In Search of Aggregations

The other day I decided to spend some time and educate myself better on the subject of aggregations. Much to my surprise, no matter how hard I tried hitting different aggregations in the Internet Sales measure group of the Adventure Works cube, when I got the Get Data From Aggregation event in the SQL Profiler, it always indicated an Aggregation 1 hit.

Aggregation 1 100,111111111111111111111

I found this strange given that all partitions in the Internet Sales measure group share the same aggregation design which has 57 aggregations in the SQL Server R2 version of Adventure Works. And I couldn’t relate the Aggregation 1 aggregation any of the Internet Sales aggregations. BTW, the aggregation number reported by the profiler is a hex number, so Aggregation 16 is actually Aggregation 22 in the Advanced View of the Aggregations tab in Cube Designer. With some help from Chris Webb and Darren Gosbell, we realized that Aggregation 1 is an aggregation from the Exchange Rates measure group. Too bad the profiler doesn’t tell you which measure group the aggregation belongs to. But since the Aggregation 1 vector has only two comma-separated sections, you can deduce that the containing measure group references two dimensions only. This is exactly the case of the Exchange Rates measure group because it references the Date and Destination Currency dimensions only.

But this still doesn’t answer the question why the queries can’t hit any of the other aggregations. As it turned out, the Internet Sales and Reseller Sales measure group includes measures with measure expressions to convert currency amounts to USD Dollars, such as Internet Sales, Reseller Sales, etc. Because the server resolves measure expressions at the leaf members of the dimensions at run time, the server cannot benefit from any aggregations.
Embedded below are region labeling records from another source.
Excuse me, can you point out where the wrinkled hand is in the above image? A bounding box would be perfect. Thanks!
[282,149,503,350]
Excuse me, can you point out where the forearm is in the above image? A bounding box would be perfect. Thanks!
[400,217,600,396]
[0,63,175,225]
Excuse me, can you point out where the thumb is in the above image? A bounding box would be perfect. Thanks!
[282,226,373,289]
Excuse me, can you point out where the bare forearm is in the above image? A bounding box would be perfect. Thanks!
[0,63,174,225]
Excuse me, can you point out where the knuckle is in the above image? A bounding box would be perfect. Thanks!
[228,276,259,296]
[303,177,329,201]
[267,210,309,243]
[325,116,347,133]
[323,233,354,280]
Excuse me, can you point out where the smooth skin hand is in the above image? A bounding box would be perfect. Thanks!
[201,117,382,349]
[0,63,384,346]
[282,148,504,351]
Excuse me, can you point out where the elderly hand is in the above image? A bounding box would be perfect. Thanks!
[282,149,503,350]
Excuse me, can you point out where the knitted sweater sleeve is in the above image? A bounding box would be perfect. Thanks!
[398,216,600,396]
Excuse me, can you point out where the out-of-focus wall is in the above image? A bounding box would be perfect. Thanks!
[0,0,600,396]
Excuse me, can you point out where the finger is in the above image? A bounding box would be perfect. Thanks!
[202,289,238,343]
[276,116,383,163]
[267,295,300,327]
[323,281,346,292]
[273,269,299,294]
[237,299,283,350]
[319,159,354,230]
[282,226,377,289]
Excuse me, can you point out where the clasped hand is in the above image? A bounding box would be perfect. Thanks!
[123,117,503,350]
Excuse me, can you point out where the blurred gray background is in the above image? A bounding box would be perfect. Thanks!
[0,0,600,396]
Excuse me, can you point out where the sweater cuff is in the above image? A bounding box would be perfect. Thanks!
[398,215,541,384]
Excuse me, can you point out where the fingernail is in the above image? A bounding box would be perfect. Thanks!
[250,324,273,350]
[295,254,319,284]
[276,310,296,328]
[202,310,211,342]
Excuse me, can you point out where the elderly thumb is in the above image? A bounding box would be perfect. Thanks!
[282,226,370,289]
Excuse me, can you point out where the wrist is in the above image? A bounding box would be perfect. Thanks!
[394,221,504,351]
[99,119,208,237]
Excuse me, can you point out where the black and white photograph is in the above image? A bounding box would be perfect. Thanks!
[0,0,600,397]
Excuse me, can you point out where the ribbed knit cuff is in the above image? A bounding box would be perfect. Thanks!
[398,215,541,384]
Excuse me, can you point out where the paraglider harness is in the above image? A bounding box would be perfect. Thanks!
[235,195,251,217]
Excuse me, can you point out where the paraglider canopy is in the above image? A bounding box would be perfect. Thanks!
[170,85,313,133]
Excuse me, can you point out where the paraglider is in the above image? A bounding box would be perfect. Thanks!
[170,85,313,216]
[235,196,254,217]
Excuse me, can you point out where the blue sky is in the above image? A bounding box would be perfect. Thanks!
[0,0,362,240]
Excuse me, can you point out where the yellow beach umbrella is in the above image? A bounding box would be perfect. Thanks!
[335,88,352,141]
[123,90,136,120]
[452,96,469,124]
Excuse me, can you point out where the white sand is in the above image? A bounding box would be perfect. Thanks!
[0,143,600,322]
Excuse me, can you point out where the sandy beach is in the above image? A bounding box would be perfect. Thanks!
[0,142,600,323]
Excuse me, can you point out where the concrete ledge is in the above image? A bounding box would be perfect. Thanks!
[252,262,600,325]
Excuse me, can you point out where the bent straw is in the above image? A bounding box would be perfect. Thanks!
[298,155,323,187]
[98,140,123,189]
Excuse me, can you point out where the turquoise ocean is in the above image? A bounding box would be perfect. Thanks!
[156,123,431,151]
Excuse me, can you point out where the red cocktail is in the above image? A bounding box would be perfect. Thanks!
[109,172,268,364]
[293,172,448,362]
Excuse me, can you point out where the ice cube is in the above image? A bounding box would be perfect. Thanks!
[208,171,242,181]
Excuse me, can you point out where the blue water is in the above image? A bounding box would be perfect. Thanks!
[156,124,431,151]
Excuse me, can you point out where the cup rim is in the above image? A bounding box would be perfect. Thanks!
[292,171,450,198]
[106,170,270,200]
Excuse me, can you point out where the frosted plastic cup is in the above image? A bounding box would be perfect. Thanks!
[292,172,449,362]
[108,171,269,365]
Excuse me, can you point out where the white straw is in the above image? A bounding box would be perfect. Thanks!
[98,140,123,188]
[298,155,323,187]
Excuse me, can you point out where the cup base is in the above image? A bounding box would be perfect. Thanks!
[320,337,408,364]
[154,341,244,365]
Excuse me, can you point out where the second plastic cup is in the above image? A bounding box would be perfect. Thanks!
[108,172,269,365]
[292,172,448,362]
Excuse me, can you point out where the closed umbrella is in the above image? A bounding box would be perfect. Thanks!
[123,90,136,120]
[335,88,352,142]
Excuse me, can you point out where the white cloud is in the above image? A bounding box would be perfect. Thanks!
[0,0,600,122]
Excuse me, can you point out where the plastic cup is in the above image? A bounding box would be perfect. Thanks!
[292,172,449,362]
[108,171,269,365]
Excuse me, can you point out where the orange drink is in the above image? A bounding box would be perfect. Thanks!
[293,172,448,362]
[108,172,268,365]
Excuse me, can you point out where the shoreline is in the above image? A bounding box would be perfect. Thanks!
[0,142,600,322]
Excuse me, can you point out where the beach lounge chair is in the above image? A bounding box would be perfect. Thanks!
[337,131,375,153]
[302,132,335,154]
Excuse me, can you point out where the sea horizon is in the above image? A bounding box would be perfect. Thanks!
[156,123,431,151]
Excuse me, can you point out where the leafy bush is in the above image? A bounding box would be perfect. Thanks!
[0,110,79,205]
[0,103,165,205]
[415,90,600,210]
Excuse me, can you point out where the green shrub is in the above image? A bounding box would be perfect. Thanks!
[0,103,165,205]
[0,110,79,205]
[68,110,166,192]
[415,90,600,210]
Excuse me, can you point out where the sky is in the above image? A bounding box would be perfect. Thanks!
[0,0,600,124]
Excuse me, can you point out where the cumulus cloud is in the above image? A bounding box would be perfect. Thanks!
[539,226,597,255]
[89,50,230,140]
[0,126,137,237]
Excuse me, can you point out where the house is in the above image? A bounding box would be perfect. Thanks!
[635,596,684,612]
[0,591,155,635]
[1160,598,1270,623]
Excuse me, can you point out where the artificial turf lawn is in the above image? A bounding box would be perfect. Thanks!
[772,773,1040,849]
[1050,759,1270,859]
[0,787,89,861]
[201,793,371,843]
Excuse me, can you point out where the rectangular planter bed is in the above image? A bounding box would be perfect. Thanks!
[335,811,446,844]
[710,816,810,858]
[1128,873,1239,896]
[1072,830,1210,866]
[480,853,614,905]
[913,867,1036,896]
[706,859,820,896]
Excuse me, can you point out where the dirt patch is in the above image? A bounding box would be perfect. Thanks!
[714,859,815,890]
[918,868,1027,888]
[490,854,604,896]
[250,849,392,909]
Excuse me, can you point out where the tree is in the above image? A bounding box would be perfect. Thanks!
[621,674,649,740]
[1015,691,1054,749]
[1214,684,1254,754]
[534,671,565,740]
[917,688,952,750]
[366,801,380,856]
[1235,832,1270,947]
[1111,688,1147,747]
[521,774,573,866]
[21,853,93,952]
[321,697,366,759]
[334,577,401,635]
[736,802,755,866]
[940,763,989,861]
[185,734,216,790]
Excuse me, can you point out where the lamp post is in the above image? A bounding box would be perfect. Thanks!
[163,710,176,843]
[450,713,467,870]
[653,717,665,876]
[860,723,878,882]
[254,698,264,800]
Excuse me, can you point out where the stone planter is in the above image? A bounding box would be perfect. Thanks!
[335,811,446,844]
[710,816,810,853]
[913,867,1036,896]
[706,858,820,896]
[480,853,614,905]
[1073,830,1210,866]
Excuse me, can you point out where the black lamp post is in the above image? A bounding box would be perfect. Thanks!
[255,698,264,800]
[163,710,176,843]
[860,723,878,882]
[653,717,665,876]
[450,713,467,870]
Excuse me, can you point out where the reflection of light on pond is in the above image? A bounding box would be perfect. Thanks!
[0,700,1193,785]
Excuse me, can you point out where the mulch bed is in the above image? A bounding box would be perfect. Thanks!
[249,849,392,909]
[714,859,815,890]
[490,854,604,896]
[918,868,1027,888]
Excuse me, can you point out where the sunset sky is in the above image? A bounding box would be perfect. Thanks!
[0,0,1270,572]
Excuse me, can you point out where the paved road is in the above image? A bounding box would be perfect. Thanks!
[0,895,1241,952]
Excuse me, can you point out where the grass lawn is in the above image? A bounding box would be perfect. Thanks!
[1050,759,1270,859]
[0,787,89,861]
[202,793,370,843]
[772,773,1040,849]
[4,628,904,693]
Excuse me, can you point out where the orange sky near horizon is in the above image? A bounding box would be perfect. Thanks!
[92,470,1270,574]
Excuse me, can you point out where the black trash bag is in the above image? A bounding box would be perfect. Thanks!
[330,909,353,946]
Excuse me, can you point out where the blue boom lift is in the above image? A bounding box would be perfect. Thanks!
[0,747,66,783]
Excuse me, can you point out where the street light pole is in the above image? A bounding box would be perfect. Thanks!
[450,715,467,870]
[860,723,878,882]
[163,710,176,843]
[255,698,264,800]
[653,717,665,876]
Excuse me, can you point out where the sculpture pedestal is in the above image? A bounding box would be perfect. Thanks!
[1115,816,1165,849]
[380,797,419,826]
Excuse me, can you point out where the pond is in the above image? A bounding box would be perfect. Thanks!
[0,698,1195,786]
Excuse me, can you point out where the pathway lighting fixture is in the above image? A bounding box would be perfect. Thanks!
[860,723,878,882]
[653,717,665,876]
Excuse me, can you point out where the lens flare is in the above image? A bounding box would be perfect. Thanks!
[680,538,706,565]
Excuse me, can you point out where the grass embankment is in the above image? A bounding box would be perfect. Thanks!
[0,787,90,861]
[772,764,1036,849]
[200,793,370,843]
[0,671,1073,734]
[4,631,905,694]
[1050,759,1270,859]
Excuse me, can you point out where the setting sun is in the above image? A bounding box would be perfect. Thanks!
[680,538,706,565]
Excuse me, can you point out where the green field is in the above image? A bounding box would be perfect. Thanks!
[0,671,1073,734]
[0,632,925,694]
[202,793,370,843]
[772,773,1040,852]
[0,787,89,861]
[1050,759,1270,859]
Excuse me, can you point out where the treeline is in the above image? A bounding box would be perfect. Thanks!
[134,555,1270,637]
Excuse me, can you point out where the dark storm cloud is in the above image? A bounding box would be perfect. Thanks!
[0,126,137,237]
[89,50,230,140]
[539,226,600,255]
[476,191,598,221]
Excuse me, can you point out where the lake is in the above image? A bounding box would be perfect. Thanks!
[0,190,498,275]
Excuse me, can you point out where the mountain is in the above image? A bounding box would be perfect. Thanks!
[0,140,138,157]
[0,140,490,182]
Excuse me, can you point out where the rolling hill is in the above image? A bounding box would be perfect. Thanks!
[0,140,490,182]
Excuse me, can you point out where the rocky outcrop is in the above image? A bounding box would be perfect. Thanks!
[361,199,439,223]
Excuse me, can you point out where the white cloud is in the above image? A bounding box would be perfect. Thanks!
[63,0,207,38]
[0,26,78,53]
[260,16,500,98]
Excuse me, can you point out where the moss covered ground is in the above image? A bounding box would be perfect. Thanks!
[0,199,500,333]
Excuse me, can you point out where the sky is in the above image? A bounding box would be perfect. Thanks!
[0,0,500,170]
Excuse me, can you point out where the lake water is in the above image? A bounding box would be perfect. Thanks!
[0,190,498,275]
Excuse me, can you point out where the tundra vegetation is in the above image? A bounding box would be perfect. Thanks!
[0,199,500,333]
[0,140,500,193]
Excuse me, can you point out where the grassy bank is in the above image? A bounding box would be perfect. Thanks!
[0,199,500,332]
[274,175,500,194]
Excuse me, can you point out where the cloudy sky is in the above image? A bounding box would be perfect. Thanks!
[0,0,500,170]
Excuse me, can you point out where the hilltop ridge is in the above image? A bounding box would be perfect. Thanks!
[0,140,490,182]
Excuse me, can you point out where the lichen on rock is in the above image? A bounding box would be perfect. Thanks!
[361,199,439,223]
Basically, the server says “this measure value is a dynamic value and pre-aggregated summaries won’t help here”. More interestingly, even if the query requests another measure that doesn’t have a measure expression from these measure groups, it won’t take advantage of any aggregations that belong to these measure groups. That’s because when you query for one measure value in a measure group, the server actually returns all the measure values in that measure group. The Storage Engine always fetches all measures, including a measure based on a measure expression – even when it may not have been requested by the current query. So, it doesn’t really matter in this case that you requested a different measure – it will always aggregate from leaves.

To make the story short, if a measure group has measures with measure expressions, don’t bother adding aggregations to that measure group. So, all these 57 aggregations in Internet Sales and Measure Sales that the Adventure Works demonstrates are pretty much useless. To benefit from an aggregation design in these measure groups, you either have to move measures with expressions to a separate measure group or don’t use measure expressions at all. As a material boy, who tries to materialize calculations as much as possible for better performance, I’d happily go for the latter approach.

BTW, while we are on the subject of aggregations, I highly recommend you watch Chris Webb’s excellent Designing Effective Aggregation with Analysis Services presentation to learn what the aggregations are and how to design them. Finally, unlike the partition size recommendations that I discussed in this blog, aggregations are likely to help with much smaller datasets. Chris mentions that aggregations may help even with 1-2 million rows in the fact table. The issue with aggregations is often about building the correct aggregations, and in some cases to be careful not to build too many aggregations.